2008-06-18

Enquête au parc des Sept étoiles

La ville de Guilin vue d'une des Sept collines

Aujourd'hui commence le sondage de l'enquête sur le tourisme intérieur chinois. Je me joins à l'auteur de l'enquête, professeur à l'Université de La Rochelle, pour interroger les visiteurs du parc des Sept étoiles. Pour cette première, le public est plutôt réceptif. Le questionnaire est bilingue (français-chinois), mais les sondés préfèrent généralement répondre de vive voix.

En quittant le parc, je tombe sur un certain Monsieur Zhou, retraité pétant d'énergie, avec qui j'engage une conversation, qui se transforme rapidement en monologue. Monsieur Zhou était le fils cadet d'une famille de cinq garçons et de deux filles, dans le nord du pays. Pour nourrir toutes ces bouches, on n'envoyait à l'école que l'aîné, le reste de la marmaille étant destiné à cultiver la terre ou à s'embaucher comme apprenti. Malgré tout, le petit Zhou se retrouva un jour sur les bancs de l'école, où on l'avait envoyé faire une commission. Comme le petit Zhou s'attardait dans la classe, le maître lui fit remarquer:
— Tu perds ton temps, mon garçon, tu serais bien en peine de déchiffrer ce qui est inscrit au tableau.
Mais à la surprise générale, le petit Zhou se mit à épeler les caractères, l'un après l'autre. C'est que la maison Zhou possédait un exemplaire des analectes de Confucius, et le petit Zhou en avait appris deux chapitres par cœur. Le maître, conquis, réussit à convaincre le père Zhou de lui confier son cadet, et ce dernier put, bravant son destin, acquérir une formation scolaire.

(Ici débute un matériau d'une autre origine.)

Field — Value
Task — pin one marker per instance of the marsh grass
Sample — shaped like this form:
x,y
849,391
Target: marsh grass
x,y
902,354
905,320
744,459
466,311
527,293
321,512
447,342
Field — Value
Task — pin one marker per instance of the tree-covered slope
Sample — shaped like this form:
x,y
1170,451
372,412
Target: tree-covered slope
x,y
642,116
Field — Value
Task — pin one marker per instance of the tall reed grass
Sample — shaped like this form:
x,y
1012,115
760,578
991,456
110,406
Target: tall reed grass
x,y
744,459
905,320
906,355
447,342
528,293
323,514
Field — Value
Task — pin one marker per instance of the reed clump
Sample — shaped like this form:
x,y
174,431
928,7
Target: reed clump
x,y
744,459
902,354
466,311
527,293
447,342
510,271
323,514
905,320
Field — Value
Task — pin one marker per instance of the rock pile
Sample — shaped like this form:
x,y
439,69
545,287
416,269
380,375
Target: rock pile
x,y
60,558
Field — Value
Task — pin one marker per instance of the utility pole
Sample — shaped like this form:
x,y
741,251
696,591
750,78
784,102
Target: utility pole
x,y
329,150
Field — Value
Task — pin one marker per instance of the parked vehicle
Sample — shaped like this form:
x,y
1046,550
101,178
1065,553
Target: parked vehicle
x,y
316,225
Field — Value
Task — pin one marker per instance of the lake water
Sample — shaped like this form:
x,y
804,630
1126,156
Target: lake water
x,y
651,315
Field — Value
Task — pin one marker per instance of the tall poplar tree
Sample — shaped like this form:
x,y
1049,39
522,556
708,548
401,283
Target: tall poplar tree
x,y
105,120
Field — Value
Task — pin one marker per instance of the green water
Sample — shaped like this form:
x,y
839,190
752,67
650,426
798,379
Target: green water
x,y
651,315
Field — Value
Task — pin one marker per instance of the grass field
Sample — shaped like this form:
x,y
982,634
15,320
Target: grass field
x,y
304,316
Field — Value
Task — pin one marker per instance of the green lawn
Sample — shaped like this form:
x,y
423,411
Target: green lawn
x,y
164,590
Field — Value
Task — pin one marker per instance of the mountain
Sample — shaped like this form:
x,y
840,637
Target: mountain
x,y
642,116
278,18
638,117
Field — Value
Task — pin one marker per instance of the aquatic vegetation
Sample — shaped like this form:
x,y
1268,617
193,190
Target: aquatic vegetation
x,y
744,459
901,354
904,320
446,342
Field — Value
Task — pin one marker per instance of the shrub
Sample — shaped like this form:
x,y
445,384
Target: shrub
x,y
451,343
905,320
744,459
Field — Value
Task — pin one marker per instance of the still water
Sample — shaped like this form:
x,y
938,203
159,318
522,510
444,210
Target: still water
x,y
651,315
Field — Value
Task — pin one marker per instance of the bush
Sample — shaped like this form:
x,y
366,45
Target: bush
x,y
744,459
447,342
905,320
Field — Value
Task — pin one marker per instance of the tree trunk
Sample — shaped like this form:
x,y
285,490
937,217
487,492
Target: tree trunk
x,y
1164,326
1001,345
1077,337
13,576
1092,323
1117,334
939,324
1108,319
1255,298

Les années passèrent, et vint le moment de s'enrôler à l'école secondaire. Pour cela, on devait se rendre à Pékin, la cité la plus proche. C'était au début de la révolution. La commune populaire faisait ses adieux à ses rares enfants devant partir pour la capitale, et le petit Zhou les regardait s'éloigner. L'un des écoliers héla soudain le petit Zhou:
— Hé là, petit Zhou, qu'attends-tu pour faire ton baluchon?
— Non, moi je n'y vais pas. Je ne suis que le cadet de la famille.
— Mais oui, nigaud, l'instituteur a économisé sur son salaire et t'a préparé une bourse.

Et c'était vrai. Le petit Zhou s'empressa de prendre congé de ses parents, sans effusions, comme il se doit dans ces contrées. Sa mère, un moment en retrait, le rappela sur le pas de la porte: Je n'ai pas d'argent à te donner, mais tu vas emporter ce paquet de galettes de blé, qu'on gardait derrière le kang. Tu feras de la soupe une fois par jour, car il faudra ménager ta nourriture.

Les heureux écoliers d'aujourd'hui,au pied des Sept collines
Le petit Zhou arriva ainsi à la gare de Qianmen, aujourd'hui détruite. D'ailleurs, tout le vieux quartier de Pékin autour de Qianmen, l'ancien coeur de la cité chinoise depuis les Mongols, a été rasé puis rebâti, à l'occasion des Jeux Olympiques. Aussitôt débarqués du train, le petit Zhou et ses jeunes compatriotes s'enquirent, auprès d'un adulte indigène, d'un dortoir bon marché où de pauvres paysans pourraient prendre pension. Dans le dortoir, nous étions tous nus, affirme le vieux Zhou, plus de soixante ans plus tard, en joignant le geste à la parole et se dépouillant de la veste bleue qu'il porte à même la peau, sous le regard amusé de ses vieux compères assis avec moi sur le banc.
— Et en plus, ajoute le vieux Zhou en se pointant le menton avec le bout de sa canne, nous devions grimper sur un bambou… Mais je postillonne sur vous, Monsieur, alors que nous sommes à peine des amis. Je vous prie d'excuser mon impolitesse et je m'aperçois que j'ai trop parlé, comme d'habitude.
Ses compères hochent la tête.
— Et bien cher Monsieur, je ne vous retiens pas plus longtemps, je vous ai assez ennuyé avec mes bavardages.

Je ne saurai donc pas la fin de l'histoire, mais je peux vous assurer que Monsieur Zhou, que les hasards de la politique ont conduit dans cette province limitrophe du Viêtnam, est aujourd'hui totalement instruit et plus vivant que jamais.